Oui, c’est un écrivain particulier. Un roman nonchalant, plein de poésie et d’humour discret, avec des dialogues extras. Que se passe-t-il dans ce livre ? Tout un tas de choses, et puis pas grand chose aussi. Si vous voulez un truc haletant, passez votre chemin. Ce serait dommage, mais il n’y a pas de suspens ou de rebondissements incroyables. Et pourtant on ne s’ennuie pas un instant en compagnie de personnages aussi bien campés. On suit le héros Paul, homme un peu rêveur mais futé, qui suit son instinct et ses idées pour mener sa vie même si l’ensemble est décousu. C’est d’ailleurs ce qui nous le rend proche. Ce réalisme psychologique, peu élaboré ou explique, est suggéré dans les errances de Paul, ses bifurcations, ses décisions lunaires.

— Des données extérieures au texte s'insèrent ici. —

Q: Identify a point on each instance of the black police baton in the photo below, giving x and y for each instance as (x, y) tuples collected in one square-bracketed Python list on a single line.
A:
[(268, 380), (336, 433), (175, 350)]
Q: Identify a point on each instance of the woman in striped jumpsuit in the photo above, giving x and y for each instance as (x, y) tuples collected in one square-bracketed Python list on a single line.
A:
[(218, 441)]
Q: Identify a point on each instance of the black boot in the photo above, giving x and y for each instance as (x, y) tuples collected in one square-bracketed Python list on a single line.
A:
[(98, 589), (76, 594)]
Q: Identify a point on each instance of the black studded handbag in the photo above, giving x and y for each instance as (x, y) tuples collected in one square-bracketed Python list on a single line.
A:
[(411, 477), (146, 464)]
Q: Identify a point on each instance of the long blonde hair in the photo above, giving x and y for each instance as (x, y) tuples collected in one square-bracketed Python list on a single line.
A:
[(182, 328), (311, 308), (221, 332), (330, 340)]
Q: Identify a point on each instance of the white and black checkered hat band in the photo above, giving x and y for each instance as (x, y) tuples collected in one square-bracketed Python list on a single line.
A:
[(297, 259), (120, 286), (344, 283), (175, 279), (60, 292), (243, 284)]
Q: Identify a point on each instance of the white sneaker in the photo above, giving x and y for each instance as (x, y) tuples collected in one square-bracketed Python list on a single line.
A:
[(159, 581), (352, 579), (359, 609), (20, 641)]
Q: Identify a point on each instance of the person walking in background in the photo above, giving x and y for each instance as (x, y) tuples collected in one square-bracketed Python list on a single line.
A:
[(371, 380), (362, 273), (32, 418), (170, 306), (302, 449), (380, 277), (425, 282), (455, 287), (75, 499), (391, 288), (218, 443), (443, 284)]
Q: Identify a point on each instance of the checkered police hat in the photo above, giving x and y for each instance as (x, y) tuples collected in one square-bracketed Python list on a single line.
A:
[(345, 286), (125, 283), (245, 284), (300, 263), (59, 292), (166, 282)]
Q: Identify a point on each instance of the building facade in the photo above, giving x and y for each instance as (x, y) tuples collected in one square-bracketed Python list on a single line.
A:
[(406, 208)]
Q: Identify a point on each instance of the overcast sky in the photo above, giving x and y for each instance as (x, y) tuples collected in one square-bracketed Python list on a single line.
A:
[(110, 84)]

Je dirais que Tom Drury a quelque chose de Richard Russo dans l’humour, et un regard acéré et tendre à la Jim Harrison. Le tout version un peu « plouc » , middle age, middle west. Moyen.
Pourtant Paul est courageux. A sa façon. Il ne fait pas ce qu’il n’a pas envie de faire. C’est énorme dans l’existence, non ? Alors il suit ses lubies, ce qui l’amène parfois à se cogner à certains individus vaguement féroces, sans qu’il ne semble trembler un seul instant. Il s’en remet à la vie, humblement, il s’expose. C’est de ça d’ailleurs qu’il s’agit dans l’intrigue puisqu’il déroge au programme de protection de témoins auquel il est assigné. Il choisit de sortir du chemin écrit et va voir ailleurs s’il y est. Il ne découvrira rien de stupéfiant, mais un certain goût pour l’autre.
Le lecteur ressent une sorte de fantaisie revigorante et un genre de bien-être à lire ses tribulations. On se dit que tout ça, n’est pas bien grave, qu’il faut profiter de l’instant, même si celui-ci n’a pas vraiment de sens.
En tous cas, ce n’est pas le dernier que je lirai de lui, c’est certain.